Global Justice and International Labour Rights
Title | Global Justice and International Labour Rights PDF eBook |
Author | Yossi Dahan |
Publisher | Cambridge University Press |
Pages | 313 |
Release | 2016-04-15 |
Genre | Law |
ISBN | 1107087872 |
Presents innovative perspectives on the moral and legal obligations of individuals and institutions toward workers in the global era.
Global Justice
Title | Global Justice PDF eBook |
Author | Kingsley Chiedu Moghalu |
Publisher | Bloomsbury Publishing USA |
Pages | 238 |
Release | 2006-10-30 |
Genre | Political Science |
ISBN | 0313087121 |
After a controversial war in which he was ousted and captured by United States forces, Saddam Hussein was arraigned before a war crimes tribunal. Slobodan Milosevic died midway through his contentious trial by an international war crimes tribunal at The Hague.
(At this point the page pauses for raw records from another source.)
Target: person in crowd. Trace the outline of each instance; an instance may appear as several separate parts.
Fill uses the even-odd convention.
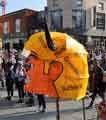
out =
[[[38,111],[45,112],[46,110],[45,96],[43,94],[37,94],[37,99],[38,99],[38,104],[39,104]]]
[[[25,61],[24,66],[24,73],[25,73],[25,84],[27,84],[28,82],[30,82],[30,77],[29,75],[27,75],[28,70],[31,68],[30,64],[26,64],[28,60]],[[27,106],[33,106],[34,105],[34,96],[32,93],[26,92],[25,91],[25,95],[27,96],[27,101],[25,102]]]
[[[0,67],[0,81],[1,81],[1,87],[4,88],[4,69]]]
[[[103,68],[100,66],[100,61],[95,61],[93,69],[93,94],[90,96],[91,102],[87,108],[92,107],[97,94],[104,101],[105,88],[106,84],[103,82]]]
[[[25,102],[27,106],[33,106],[34,105],[34,96],[32,93],[26,93],[28,100]]]
[[[31,59],[35,60],[36,57],[34,55],[30,55],[29,58],[26,60],[26,65],[24,66],[25,70],[26,70],[26,74],[29,78],[31,78],[31,74],[32,74],[31,69],[34,69],[34,67],[36,67],[36,65],[34,65],[35,63],[33,63],[35,61],[32,60],[31,63],[29,62]],[[37,100],[38,100],[38,111],[39,112],[45,112],[46,111],[45,96],[43,94],[38,94],[37,93]]]
[[[102,53],[101,67],[103,68],[104,71],[106,71],[106,55],[105,55],[105,53]]]
[[[16,63],[14,71],[15,71],[16,87],[18,89],[18,97],[19,97],[19,100],[17,103],[23,103],[25,74],[24,74],[21,61],[18,61],[18,63]]]
[[[89,60],[89,85],[88,85],[88,89],[89,89],[89,92],[92,92],[93,90],[93,80],[92,80],[92,77],[93,77],[93,67],[94,67],[94,61],[93,60]]]
[[[11,70],[11,63],[7,63],[6,71],[5,71],[5,79],[6,79],[6,88],[7,88],[7,99],[11,100],[11,97],[13,96],[13,84],[14,79],[12,77],[12,70]]]
[[[100,50],[96,50],[95,51],[95,59],[96,60],[101,60],[101,51]]]

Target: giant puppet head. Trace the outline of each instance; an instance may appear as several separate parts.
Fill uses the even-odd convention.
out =
[[[85,96],[88,84],[87,52],[71,36],[60,32],[33,34],[22,53],[32,67],[31,81],[25,90],[62,99],[78,100]]]

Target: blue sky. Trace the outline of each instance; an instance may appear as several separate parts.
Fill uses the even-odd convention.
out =
[[[43,10],[45,6],[46,0],[7,0],[6,13],[23,8]]]

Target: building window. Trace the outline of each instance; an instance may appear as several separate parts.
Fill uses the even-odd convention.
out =
[[[15,21],[15,31],[21,32],[21,20],[20,19],[16,19]]]
[[[72,28],[76,28],[77,17],[72,16]]]
[[[73,28],[85,29],[85,24],[86,24],[85,11],[80,9],[73,9],[72,23],[73,23]]]
[[[106,40],[105,40],[105,47],[106,47]]]
[[[81,6],[82,5],[82,0],[77,0],[76,5]]]
[[[4,34],[8,34],[9,33],[9,22],[8,21],[4,22],[3,33]]]
[[[96,28],[105,30],[105,14],[104,13],[97,13]]]
[[[58,0],[53,0],[53,7],[58,7]]]
[[[51,29],[61,31],[63,25],[63,15],[61,10],[51,11]]]
[[[98,8],[99,8],[100,10],[104,10],[104,3],[99,2]]]
[[[96,6],[93,7],[93,26],[96,26]]]
[[[81,27],[81,18],[82,18],[82,12],[79,9],[73,9],[72,10],[72,22],[73,22],[73,26],[75,26],[76,28]]]

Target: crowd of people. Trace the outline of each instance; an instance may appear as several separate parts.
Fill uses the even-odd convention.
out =
[[[89,96],[91,102],[87,108],[92,107],[96,95],[98,94],[102,100],[105,100],[106,80],[103,79],[106,75],[106,50],[104,49],[88,49],[88,66],[89,66],[89,85],[88,91],[92,94]],[[1,87],[6,88],[8,101],[14,96],[14,89],[18,91],[17,103],[25,102],[27,105],[34,105],[34,96],[31,93],[24,91],[24,85],[28,82],[25,74],[25,66],[20,60],[16,50],[5,51],[3,53],[3,61],[0,66],[0,82]],[[25,101],[25,96],[28,96],[28,101]],[[38,98],[39,111],[45,112],[46,102],[44,95],[36,94]],[[42,109],[41,109],[42,107]]]
[[[0,66],[1,87],[6,88],[8,101],[14,96],[14,90],[18,92],[17,103],[26,103],[28,106],[34,105],[34,95],[24,91],[24,85],[28,82],[28,76],[23,61],[16,50],[9,50],[3,53],[2,64]],[[45,112],[46,102],[44,95],[36,94],[38,99],[38,111]],[[25,97],[28,100],[25,100]]]
[[[93,106],[97,94],[105,101],[106,90],[106,50],[95,48],[88,50],[88,65],[89,65],[89,86],[88,90],[91,102],[87,108]]]

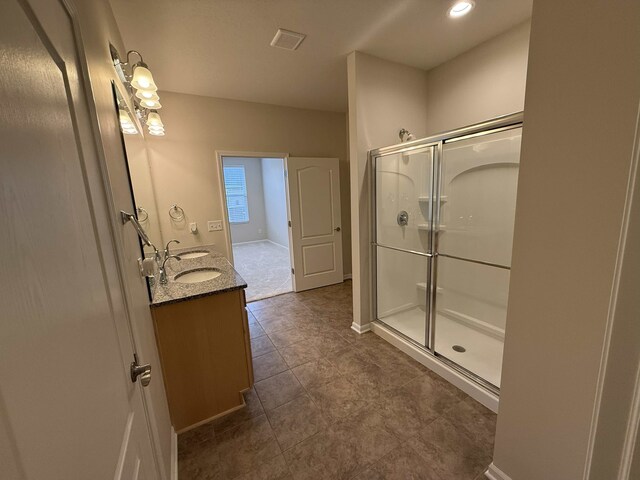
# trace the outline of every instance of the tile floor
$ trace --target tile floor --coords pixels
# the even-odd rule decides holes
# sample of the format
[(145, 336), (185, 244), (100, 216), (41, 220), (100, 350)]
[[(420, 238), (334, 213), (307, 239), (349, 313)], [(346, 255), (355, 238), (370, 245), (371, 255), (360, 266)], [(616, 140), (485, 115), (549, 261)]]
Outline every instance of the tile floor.
[(351, 282), (249, 304), (246, 407), (178, 439), (180, 480), (480, 480), (496, 416), (351, 324)]
[(290, 292), (289, 250), (267, 240), (233, 245), (233, 263), (247, 282), (247, 301)]

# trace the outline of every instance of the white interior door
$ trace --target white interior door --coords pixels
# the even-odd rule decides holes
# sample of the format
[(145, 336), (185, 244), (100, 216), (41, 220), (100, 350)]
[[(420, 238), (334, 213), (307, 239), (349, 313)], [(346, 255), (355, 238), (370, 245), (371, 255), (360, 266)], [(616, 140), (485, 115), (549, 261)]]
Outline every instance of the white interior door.
[(0, 12), (0, 476), (158, 478), (70, 13)]
[(290, 245), (296, 292), (343, 281), (337, 158), (287, 159)]

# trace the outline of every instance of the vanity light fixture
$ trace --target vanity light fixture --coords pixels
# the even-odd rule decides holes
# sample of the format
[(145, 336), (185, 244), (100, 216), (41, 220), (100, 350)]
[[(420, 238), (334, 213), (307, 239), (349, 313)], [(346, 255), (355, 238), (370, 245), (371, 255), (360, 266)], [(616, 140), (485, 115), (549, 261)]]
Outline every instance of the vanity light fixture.
[(136, 97), (140, 100), (160, 100), (158, 94), (150, 90), (138, 90), (136, 92)]
[(151, 110), (147, 115), (147, 127), (149, 129), (149, 133), (155, 136), (164, 135), (164, 123), (162, 123), (162, 119), (157, 111)]
[(158, 100), (145, 98), (144, 100), (140, 100), (140, 105), (142, 105), (144, 108), (153, 108), (154, 110), (160, 110), (162, 108), (162, 105), (160, 105), (160, 102)]
[(128, 135), (138, 133), (138, 129), (136, 128), (135, 123), (133, 123), (131, 117), (125, 110), (120, 109), (118, 115), (120, 117), (120, 126), (122, 127), (122, 131), (124, 133)]
[(476, 6), (476, 2), (473, 0), (460, 0), (455, 2), (449, 9), (449, 16), (452, 18), (459, 18), (465, 16), (473, 7)]
[[(140, 60), (137, 63), (131, 63), (129, 58), (131, 55), (137, 55)], [(124, 83), (125, 87), (131, 95), (134, 104), (134, 111), (143, 123), (147, 124), (148, 131), (151, 135), (164, 135), (164, 124), (158, 115), (158, 110), (162, 108), (160, 96), (158, 95), (158, 86), (153, 79), (153, 74), (149, 70), (149, 66), (142, 59), (140, 52), (129, 50), (127, 52), (126, 61), (120, 60), (118, 51), (111, 45), (111, 58), (115, 66), (118, 77)], [(135, 124), (131, 121), (129, 114), (121, 110), (128, 122), (123, 123), (123, 115), (120, 116), (120, 124), (125, 133), (137, 133)], [(135, 130), (135, 131), (134, 131)]]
Calls for intervention and war crimes trials for the massacres and rapes in Sudan's Darfur region have been loud and clear, and the United States remains fiercely opposed to the permanent International Criminal Court. Are war crimes trials impartial, apolitical forums? Has international justice for war crimes become an entrenched aspect of globalization? In Global Justice, Moghalu examines the phenomenon of war crimes trials from an unusual, political perspective—that of an anarchical international society. After a controversial war in which he was ousted and captured by United States forces, Saddam Hussein was arraigned before a war crimes tribunal. Slobodan Milosevic died midway through his contentious trial by an international war crimes tribunal at The Hague. Calls for intervention and war crimes trials for the massacres and rapes in Sudan's Darfur region have been loud and clear, and the United States remains fiercely opposed to the permanent International Criminal Court. Are war crimes trials impartial, apolitical forums? Has international justice for war crimes become an entrenched aspect of globalization? In Global Justice, Moghalu examines the phenomenon of war crimes trials from an unusual, political perspective—that of an anarchical international society. He argues that, contrary to conventional wisdom, war crimes trials are neither motivated nor influenced solely by abstract notions of justice. Instead, war crimes trials are the product of the interplay of political forces that have led to an inevitable clash between globalization and sovereignty on the sensitive question of who should judge war criminals. From Germany's Kaiser Wilhelm to the Japanese Emperor Hirohito, from the trials of Milosevic, Saddam Hussein, and Charles Taylor to Belgium's attempts to enforce the contested doctrine of universal jurisdiction, Moghalu renders a compelling tour de force of one of the most controversial subjects in world politics. He argues that, necessary though it was, international justice has run into a crisis of legitimacy. While international trials will remain a policy option, local or regional responses to mass atrocities will prove more durable.